For functional requirements, a join executor has to support semi, anti, mark, and other join types correctly.

For non-functional requirements, a join executor also has to handle internal buffering and incremental output. For example, it should buffer enough data to preserve vectorized execution, while avoiding materializing too many intermediate results in memory.

This proposal introduces a simpler extension API for specialized join implementations. Many specialized joins follow a common build-probe pattern, and can reduce candidate pairs with runtime indexes or runtime filters. We can reuse much of the existing NLJ code for common logic that addresses the challenges above, while each specialized implementation only provides the acceleration logic: how to build an index or summary from the build side, and how to probe more efficiently using the runtime index.

Proposed abstraction

For joins that fit the build-then-probe pattern, the execution flow can be abstracted as follows:

for build_batch in build_input {
    accelerator.add_build_batch(build_batch)?;
}
accelerator.finish()?;

for probe_batch in probe_input {
    let (probe_batch, mut prober) =
        accelerator.init_prober(probe_batch, batch_size)?;

    while let Some(candidates) = prober.probe()? {
        // The common join driver consumes candidate row pairs,
        // evaluates residual predicates, tracks join state, and builds output.
    }
}

This abstraction provides two main optimization opportunities:

  • Runtime index on the build side. After all build batches are buffered, the accelerator can create an index-like representation that finds candidate build rows for each probe row more cheaply than a Cartesian scan.
  • Dynamic filter on the probe side. Build-side statistics can sometimes prove that a probe row cannot match any build row, allowing the executor to skip that probe row before candidate generation.

Walkthrough: piecewise merge join

Consider this query:

SELECT *
FROM generate_series(1000) AS t1(v1)
JOIN generate_series(1000000) AS t2(v1)
ON (t1.v1 > t2.v1)
   AND ((t1.v1 + t2.v1) % 2 = 0);

Here, t1.v1 > t2.v1 is the accelerated predicate. It has structure that a specialized algorithm can exploit. The second predicate, ((t1.v1 + t2.v1) % 2 = 0), is the residual predicate. The accelerator does not need to understand it; the common join driver can evaluate it after candidate pairs are produced.

Dynamic filter

After buffering t1 as the build side, the accelerator can compute max(t1.v1). For an inner join, any probe row with t2.v1 >= max(t1.v1) cannot satisfy t1.v1 > t2.v1, so those probe rows can be filtered out before candidate generation.
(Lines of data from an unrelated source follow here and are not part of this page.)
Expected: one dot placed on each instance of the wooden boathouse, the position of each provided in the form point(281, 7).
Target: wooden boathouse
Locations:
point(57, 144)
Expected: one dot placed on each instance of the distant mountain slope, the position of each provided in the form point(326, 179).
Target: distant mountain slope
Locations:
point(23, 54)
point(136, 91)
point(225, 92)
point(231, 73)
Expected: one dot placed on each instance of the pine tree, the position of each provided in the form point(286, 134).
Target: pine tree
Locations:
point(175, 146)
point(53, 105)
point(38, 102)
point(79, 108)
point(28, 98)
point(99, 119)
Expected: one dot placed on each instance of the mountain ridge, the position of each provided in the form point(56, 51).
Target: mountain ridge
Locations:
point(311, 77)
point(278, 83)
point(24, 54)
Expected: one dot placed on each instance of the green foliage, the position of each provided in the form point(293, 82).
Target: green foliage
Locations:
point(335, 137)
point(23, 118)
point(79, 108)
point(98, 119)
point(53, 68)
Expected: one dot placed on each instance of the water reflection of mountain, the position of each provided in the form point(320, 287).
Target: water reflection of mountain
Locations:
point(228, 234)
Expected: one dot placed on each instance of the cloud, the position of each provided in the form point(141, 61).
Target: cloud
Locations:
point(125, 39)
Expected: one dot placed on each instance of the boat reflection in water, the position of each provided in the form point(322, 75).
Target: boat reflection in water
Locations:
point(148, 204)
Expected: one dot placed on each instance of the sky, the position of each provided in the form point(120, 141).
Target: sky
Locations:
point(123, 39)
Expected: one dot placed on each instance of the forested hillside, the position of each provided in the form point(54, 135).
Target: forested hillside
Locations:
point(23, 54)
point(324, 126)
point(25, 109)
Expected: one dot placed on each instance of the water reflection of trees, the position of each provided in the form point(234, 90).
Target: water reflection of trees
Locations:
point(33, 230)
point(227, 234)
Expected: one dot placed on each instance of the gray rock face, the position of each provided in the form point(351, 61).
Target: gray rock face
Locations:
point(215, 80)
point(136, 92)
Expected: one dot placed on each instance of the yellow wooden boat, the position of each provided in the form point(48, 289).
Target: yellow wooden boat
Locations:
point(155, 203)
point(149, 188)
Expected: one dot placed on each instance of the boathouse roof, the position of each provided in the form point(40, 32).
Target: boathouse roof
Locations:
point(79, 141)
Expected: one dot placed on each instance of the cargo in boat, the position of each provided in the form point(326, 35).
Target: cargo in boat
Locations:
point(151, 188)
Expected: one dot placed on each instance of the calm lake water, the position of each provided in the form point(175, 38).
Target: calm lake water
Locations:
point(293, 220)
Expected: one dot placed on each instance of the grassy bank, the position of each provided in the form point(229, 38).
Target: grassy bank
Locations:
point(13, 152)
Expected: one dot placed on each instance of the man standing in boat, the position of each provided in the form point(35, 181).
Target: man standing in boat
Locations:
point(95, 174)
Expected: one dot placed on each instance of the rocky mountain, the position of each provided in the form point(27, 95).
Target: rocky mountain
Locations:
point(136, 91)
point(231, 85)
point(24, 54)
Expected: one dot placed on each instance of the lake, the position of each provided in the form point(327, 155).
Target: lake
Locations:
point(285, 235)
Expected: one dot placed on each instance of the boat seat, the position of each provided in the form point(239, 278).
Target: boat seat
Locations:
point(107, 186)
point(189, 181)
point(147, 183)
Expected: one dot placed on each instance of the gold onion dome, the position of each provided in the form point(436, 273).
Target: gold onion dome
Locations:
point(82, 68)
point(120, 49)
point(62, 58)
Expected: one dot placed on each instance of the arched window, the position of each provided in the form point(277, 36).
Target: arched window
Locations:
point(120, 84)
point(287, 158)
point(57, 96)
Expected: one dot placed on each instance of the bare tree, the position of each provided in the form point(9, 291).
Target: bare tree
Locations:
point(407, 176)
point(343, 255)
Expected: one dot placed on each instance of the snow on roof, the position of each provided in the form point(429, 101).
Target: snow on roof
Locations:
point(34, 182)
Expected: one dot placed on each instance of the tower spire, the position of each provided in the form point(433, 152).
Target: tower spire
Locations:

In this example, the dynamic filter reduces the probe side from roughly 1M rows to roughly 1K rows. The candidate search space therefore goes from roughly 1K x 1M to roughly 1K x 1K before residual predicate evaluation.

Runtime index

The accelerator can further sort the buffered t1 rows by v1. For each incoming t2 batch, it can sort the remaining probe rows by v1 and scan the two sorted runs.

For a probe row where t2.v1 = 10, the matching build rows are the suffix of sorted t1 rows with t1.v1 > 10. For a later probe row where t2.v1 = 20, the scan cursor only moves forward. This avoids repeatedly checking every build row for every probe row.

Ignoring the cost of emitting the final matching pairs, this further reduces the search work from roughly 1K x 1K to log(1K) + 1K + 1K (sort and linear scan)

Other possible accelerators

This framework could support several specialized join families:

  • Range joins.
  • ASOF joins.
  • Spatial joins, where the build side can be indexed with an R-tree or a similar structure, and build-side bounding boxes can also derive probe-side pruning filters.
  • Array/list joins, such as joins based on array_contains, array_intersect, or tag membership, where the build side can be represented as an inverted index.
  • Full-text-style joins and semantic joins

Limitations

Not every specialized join fits perfectly into this build-buffer/probe framework.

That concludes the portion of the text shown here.